Setelah membayar retribusi 10ribu kami pun menuju ke pantai. Karena kepanasan kami memilih duduk disebuah ayunan, berteduh di bawah pepohonan yang rimbun sambil sharing berbagai hal. Setelah sekian lama tak bertemu ada banyak kisah yang bisa diceritakan hingga tak terasa hampir 1 jam kami ada disana. Mengingat masih banyak destinasi yang ingin kami datangi kami segera melangkah menuju ke tempel yang masih berada di area Kenjeran.
Tempel pertama yang kami datangi
adalah Pagoda Tian Tiyang merupakan tiruan dari The Heaven di Beijing. Bangunan
dengan tinggi 58 meter dan diameter 60 meter ini di dominasi oleh warna cerah
ceperti hijau, merah biru dan kuning sayangnya sudah tak terawat. Bahkan saat
mengelilingi bangunan ini kami melihat ada kotoran kuda berserakan di
lantai-lantai. Sungguh miris melihatnya, sebuah bangunan seni
dijadikan sebagai “toilet” hewan. Herannya kenapa harus membawa kuda naik ke tempat tinggi untuk sekedar buang
kotoran, padahal di sekeliling tempat itu ada banyak padang kosong yang bisa
dijadikan “toilet”. Selain itu di sana-sini juga terdapat corat-coretan dari
tangan jail yang benar-benar merusak pemandangan.
Patung Buddha |
Tak ingin berlama-lama di tempat ini
kami langsung menuju ke Klenteng Sanggar Agung. Ini merupakan tempat beribadah penganut
Tri Dharma yaitu Tao, Kong Hu Cu dan Buddha. Di sebelah kiri dari jalan
terdapat sebuah patung Buddha empat wajah dengan ukuran yang sangat besar yang
di kelilingi oleh patung gajah putih besar berwarna putih. Saat kami kesana tidak
terlalu ramai, tapi jika tahun baru imlek akan ada banyak orang di tempat ini
yang datang untuk berdoa sambil membawa dupa.

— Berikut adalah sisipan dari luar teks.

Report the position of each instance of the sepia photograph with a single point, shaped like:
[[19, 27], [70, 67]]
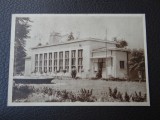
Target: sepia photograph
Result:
[[78, 60]]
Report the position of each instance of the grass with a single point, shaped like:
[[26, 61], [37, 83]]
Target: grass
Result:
[[82, 90]]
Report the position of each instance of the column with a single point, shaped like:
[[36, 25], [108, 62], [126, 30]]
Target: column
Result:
[[70, 60], [63, 60], [58, 60], [76, 60]]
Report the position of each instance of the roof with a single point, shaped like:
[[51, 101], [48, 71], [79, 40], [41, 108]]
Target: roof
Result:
[[74, 41], [102, 49]]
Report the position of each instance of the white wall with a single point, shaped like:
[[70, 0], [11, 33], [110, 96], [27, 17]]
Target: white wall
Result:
[[121, 56], [67, 47], [27, 67]]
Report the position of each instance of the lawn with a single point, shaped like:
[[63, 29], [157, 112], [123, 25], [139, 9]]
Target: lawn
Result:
[[100, 87]]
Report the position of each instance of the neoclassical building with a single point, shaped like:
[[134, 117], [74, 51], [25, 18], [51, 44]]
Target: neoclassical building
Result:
[[87, 56]]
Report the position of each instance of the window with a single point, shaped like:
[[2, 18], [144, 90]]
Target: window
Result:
[[121, 64], [55, 61], [102, 62], [36, 63], [73, 61], [45, 62], [67, 61], [40, 63], [60, 61], [50, 62], [80, 60]]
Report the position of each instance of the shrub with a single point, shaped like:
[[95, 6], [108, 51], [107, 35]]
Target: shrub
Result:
[[116, 95], [21, 92]]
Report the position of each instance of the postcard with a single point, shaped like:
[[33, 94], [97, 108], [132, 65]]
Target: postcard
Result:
[[78, 60]]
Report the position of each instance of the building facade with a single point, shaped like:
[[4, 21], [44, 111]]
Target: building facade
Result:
[[88, 56]]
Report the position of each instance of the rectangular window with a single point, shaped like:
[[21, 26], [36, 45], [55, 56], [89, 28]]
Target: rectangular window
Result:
[[55, 61], [45, 62], [50, 62], [80, 60], [40, 62], [67, 61], [36, 63], [73, 60], [60, 61], [121, 64]]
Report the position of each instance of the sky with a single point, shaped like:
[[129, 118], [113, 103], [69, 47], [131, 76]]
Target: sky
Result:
[[127, 27]]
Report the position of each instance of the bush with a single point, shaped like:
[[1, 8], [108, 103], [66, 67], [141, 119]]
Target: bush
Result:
[[21, 92], [116, 95]]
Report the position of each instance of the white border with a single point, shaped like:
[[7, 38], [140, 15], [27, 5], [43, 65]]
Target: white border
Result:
[[10, 82]]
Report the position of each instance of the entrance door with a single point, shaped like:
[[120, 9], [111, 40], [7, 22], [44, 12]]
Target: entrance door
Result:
[[101, 65]]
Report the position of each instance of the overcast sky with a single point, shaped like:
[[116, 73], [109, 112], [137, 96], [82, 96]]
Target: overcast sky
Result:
[[125, 27]]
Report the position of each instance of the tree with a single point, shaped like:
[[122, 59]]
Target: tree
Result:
[[121, 44], [22, 30], [137, 61]]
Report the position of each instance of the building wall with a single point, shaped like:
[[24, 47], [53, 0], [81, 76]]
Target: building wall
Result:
[[121, 56], [67, 47], [27, 67], [87, 47]]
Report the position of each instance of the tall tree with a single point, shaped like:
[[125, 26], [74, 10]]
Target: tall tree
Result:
[[22, 29], [137, 61]]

Selesai mengambil gambar di sisi
sebelah kiri, kami melanjutkan ke seberang sisi kanan jalan. Setelah memasuki
gerbang kami melewati sebuah taman, dan masuk ke bagian utama dari bangunan
ini. Di tempat ini cukup gelap dan hanya
diterangi oleh cahya dari lilin-lilin berwarna merah yang besarnya sebesar
paha orang dewasa. Lilin ini biasanya digunakan untuk membakar dupa yang
dipakai untuk sembahyang. Aroma dupa benar-benar kuat di tempat ini. Di
beberapa sudut terdapat patung dewa-dewa dan tampak beberapa orang yang sedang
sembahyang sambil membawa dupa.
Jika terus masuk kedalam kita akan
menemukan halaman belakang disanalah berdiri dengan megah patung Dewi Kwan Im di
ketinggian sekitar 20 meter dengan background pantai Kenjeran. Di bagian bawah
dari patung ini terdapat 2 buah naga yang saling berhadapan dengan mulut
terbuka. Benar-benar karya seni yang mengagumkan. Beruntung tempat ini masih
cukup terawat dan lumayan bersih sehigga keindahannya bisa dinikmati dengan lebih santai.

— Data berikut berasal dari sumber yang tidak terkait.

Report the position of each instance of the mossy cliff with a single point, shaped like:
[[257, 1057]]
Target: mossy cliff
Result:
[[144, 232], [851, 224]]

Saat itu matahari sangat terik
sehingga saya bersama Indi memilih untuk berteduh di bawah patung Dewi Kwan Im, menikmati hembusan angin pantai Kenjeran sambil mengamati air laut yang perlahan
surut karena panasnya matahari. Sayangnya warna air pantai ini berwarna coklat
jadi kurang begitu sedap dipandang mata. Setelah lelah lenyap, kami pun
meninggalkan Klenteng ini dan pulang menuju ke rumah kos untuk beristirahat.

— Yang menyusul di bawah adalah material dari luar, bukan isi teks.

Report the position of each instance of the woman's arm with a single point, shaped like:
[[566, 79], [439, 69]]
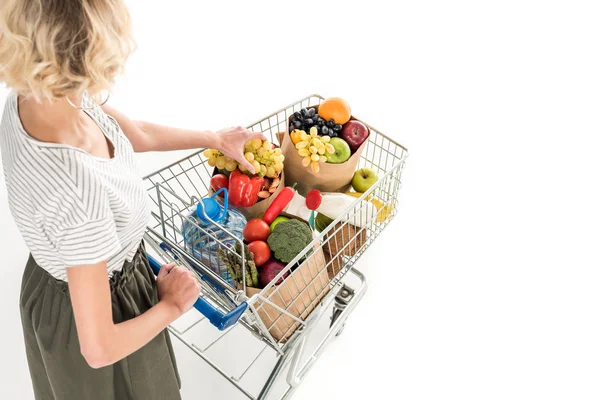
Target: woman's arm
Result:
[[147, 136], [102, 341]]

Pesan sponsor: meskipun tempat ini sudah kotor, sebisa mungkin jangan tambahi dengan membuang sampah sembarang tempat ya kawan. Ingat selalu untuk menjaga tempat kemana saja kita pergi. Salam piknik
(31 Mei 2015)
Pantai Kenjeran (Entahlah apa ini masih layak disebut Pantai) |
Pesan sponsor: meskipun tempat ini sudah kotor, sebisa mungkin jangan tambahi dengan membuang sampah sembarang tempat ya kawan. Ingat selalu untuk menjaga tempat kemana saja kita pergi. Salam piknik
(31 Mei 2015)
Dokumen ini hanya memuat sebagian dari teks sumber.